In this study, Ramsay MacMullen steps aside from the well-worn path that previous scholars have trod to explore exactly how early Christian doctrines became official. Drawing on extensive verbatim stenographic records, he analyzes the ecumenical councils from A.D. 325 to 553, in which participants gave authority to doctrinal choices by majority vote.

The author investigates the sometimes astonishing bloodshed and violence that marked the background to church council proceedings, and from there goes on to describe the planning and staging of councils, the emperors' role, the routines of debate, the participants’ understanding of the issues, and their views on God’s intervention in their activities.

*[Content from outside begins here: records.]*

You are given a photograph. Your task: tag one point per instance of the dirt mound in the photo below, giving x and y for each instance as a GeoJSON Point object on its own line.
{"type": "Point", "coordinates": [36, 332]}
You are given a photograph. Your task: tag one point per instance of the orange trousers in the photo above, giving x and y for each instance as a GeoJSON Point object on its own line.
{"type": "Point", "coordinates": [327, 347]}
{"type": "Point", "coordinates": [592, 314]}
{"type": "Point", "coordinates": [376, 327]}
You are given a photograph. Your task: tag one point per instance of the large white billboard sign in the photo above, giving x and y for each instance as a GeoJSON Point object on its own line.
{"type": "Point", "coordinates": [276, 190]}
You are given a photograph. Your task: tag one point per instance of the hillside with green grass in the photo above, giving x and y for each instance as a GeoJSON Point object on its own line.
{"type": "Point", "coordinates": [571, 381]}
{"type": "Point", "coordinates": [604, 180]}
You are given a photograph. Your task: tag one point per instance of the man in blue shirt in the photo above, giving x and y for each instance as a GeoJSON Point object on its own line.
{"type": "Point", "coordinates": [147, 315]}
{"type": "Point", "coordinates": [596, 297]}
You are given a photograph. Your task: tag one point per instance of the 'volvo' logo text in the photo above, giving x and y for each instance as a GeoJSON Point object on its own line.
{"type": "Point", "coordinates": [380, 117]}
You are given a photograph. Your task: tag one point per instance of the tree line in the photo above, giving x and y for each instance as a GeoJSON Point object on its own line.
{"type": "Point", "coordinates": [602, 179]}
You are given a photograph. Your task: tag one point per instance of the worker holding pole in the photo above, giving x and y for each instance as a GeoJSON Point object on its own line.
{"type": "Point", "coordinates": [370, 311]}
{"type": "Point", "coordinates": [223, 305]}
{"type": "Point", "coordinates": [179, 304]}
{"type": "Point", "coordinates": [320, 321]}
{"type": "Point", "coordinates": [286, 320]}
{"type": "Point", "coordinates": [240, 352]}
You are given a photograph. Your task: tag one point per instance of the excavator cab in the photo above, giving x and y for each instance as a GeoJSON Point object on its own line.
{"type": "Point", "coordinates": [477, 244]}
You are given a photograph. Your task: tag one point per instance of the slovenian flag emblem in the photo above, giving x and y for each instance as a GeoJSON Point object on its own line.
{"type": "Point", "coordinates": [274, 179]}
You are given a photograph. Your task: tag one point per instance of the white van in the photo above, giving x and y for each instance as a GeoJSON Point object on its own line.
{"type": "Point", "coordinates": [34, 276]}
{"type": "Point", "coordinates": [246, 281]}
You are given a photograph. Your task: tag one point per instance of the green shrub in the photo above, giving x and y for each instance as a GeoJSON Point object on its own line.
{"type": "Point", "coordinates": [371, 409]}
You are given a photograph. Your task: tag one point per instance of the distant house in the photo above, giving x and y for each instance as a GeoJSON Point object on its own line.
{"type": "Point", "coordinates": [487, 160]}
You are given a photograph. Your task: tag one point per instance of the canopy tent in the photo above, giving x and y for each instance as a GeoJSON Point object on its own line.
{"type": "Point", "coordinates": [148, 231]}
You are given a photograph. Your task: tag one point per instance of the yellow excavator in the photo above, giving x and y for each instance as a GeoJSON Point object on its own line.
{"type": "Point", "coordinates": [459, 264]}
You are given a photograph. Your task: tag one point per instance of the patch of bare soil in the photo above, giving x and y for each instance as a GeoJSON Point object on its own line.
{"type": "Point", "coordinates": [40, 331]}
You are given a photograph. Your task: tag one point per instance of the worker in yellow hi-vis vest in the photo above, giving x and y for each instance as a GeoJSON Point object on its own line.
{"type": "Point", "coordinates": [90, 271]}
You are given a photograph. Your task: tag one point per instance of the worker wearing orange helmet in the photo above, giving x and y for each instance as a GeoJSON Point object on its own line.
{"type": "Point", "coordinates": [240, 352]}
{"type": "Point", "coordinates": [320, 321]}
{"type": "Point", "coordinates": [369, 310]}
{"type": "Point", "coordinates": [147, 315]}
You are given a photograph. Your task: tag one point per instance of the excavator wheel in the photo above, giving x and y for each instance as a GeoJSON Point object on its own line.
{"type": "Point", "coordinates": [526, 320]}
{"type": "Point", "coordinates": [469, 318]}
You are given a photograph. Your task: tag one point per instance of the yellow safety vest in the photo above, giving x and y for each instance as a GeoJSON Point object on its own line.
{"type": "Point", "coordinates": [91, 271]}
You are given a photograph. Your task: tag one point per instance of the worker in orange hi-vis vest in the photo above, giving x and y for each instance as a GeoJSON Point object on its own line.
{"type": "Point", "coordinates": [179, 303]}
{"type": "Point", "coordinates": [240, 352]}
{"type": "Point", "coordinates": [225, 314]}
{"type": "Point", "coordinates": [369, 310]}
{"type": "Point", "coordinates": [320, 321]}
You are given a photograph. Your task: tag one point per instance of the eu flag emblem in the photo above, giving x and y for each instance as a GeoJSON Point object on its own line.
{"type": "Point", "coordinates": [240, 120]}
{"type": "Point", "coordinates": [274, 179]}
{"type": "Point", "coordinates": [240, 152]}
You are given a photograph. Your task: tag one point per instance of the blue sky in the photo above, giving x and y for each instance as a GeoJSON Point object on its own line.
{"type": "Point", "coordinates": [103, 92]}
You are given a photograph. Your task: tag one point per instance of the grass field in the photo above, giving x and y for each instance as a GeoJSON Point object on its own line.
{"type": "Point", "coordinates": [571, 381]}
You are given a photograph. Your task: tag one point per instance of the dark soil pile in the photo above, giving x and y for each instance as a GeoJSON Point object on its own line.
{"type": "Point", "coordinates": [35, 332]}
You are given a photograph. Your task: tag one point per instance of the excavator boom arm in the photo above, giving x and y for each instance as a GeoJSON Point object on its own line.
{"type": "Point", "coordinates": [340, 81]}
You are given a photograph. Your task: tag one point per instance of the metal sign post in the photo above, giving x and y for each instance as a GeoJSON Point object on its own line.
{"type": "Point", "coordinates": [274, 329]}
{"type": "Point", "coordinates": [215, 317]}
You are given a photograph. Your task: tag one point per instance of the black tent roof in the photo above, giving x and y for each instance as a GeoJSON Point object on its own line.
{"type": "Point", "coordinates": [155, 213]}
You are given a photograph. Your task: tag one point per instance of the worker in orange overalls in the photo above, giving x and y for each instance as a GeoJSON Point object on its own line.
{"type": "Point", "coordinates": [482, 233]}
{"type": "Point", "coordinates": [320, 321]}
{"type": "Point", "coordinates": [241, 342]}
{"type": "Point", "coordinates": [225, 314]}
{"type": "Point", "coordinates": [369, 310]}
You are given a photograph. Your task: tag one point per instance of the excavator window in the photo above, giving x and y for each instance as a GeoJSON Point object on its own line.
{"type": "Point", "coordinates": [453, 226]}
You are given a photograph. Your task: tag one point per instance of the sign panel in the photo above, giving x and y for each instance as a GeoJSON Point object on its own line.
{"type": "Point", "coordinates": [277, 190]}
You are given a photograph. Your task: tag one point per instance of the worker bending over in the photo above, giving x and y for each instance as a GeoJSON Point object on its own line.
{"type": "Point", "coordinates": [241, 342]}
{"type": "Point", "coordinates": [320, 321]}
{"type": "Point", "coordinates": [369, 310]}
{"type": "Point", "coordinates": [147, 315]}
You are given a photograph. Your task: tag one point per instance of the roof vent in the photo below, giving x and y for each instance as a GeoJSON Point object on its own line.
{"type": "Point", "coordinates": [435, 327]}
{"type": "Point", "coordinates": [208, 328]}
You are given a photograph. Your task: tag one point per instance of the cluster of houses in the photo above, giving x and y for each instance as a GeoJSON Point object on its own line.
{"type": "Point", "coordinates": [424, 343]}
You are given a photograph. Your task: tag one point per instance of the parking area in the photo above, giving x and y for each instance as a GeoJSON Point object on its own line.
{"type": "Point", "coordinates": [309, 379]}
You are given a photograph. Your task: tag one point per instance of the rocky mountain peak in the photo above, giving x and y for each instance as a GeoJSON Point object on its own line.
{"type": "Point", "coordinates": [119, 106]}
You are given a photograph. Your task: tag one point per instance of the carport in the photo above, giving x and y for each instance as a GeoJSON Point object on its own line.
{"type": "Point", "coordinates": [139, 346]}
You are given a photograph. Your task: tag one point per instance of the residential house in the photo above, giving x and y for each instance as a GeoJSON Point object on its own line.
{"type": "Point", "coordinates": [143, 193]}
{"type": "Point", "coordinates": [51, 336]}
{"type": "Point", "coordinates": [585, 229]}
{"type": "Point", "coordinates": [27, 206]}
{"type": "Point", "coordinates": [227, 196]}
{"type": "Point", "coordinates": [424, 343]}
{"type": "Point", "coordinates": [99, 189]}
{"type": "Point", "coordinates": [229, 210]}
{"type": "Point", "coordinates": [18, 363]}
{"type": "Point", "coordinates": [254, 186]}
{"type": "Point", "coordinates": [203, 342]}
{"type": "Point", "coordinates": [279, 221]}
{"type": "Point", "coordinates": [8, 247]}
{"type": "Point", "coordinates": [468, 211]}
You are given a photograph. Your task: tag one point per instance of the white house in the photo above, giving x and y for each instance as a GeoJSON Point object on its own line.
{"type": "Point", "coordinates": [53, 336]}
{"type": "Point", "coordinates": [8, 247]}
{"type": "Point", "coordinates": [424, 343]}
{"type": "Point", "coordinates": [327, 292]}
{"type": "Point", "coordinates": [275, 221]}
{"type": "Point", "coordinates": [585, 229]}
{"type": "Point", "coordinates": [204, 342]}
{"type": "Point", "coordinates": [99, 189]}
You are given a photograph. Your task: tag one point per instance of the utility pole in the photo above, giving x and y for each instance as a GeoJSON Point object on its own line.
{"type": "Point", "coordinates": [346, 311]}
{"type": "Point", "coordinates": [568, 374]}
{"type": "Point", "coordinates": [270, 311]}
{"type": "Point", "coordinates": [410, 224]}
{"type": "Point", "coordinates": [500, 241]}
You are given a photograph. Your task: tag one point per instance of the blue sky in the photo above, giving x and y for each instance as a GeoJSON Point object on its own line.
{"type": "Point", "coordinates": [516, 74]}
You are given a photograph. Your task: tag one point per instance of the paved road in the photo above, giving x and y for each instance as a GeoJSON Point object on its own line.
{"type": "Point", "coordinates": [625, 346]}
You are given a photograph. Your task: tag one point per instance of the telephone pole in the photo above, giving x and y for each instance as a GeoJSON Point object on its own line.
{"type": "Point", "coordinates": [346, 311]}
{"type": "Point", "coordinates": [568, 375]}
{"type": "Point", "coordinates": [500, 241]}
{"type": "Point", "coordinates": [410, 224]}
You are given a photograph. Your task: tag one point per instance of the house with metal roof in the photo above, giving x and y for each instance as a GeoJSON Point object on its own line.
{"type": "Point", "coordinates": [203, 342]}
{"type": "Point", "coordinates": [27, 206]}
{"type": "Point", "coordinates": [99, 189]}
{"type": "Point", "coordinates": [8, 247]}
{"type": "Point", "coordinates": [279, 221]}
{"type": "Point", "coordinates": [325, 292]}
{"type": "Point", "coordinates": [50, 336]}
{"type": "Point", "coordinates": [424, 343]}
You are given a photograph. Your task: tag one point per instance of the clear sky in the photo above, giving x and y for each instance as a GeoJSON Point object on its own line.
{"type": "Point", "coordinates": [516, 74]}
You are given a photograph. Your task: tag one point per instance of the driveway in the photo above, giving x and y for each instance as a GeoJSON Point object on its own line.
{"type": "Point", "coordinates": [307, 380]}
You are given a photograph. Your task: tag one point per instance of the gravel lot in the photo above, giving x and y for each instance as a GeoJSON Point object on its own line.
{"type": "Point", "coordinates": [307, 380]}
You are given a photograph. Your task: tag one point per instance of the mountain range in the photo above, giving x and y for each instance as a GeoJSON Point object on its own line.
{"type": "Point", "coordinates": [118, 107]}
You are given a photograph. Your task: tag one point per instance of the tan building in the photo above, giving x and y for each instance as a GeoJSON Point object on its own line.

He concludes with a look at the significance of the councils and their doctrinal decisions within the history of Christendom.

Ramsay MacMullen is emeritus professor in the Department of History at Yale University and lives in New Haven, CT. Among his many previous books are Christianizing the Roman Empire, Corruption and the Decline of Rome, and Christianity and Paganism in the Fourth to Eighth Centuries, all published by Yale University Press.



Alex's comment:

A Catholic good friend of mine once remarked that the presence or absence of God, and what Truth is, is not by voting.  I could not find a good reason to disagree with him.  Until now, that I encountered this book.  This book reminds us of a simple fact: the early Roman Catholic Church did precisely that---voting about God!  In other words, all Christian doctrines, Truth regarded by Christians, came into being by voting.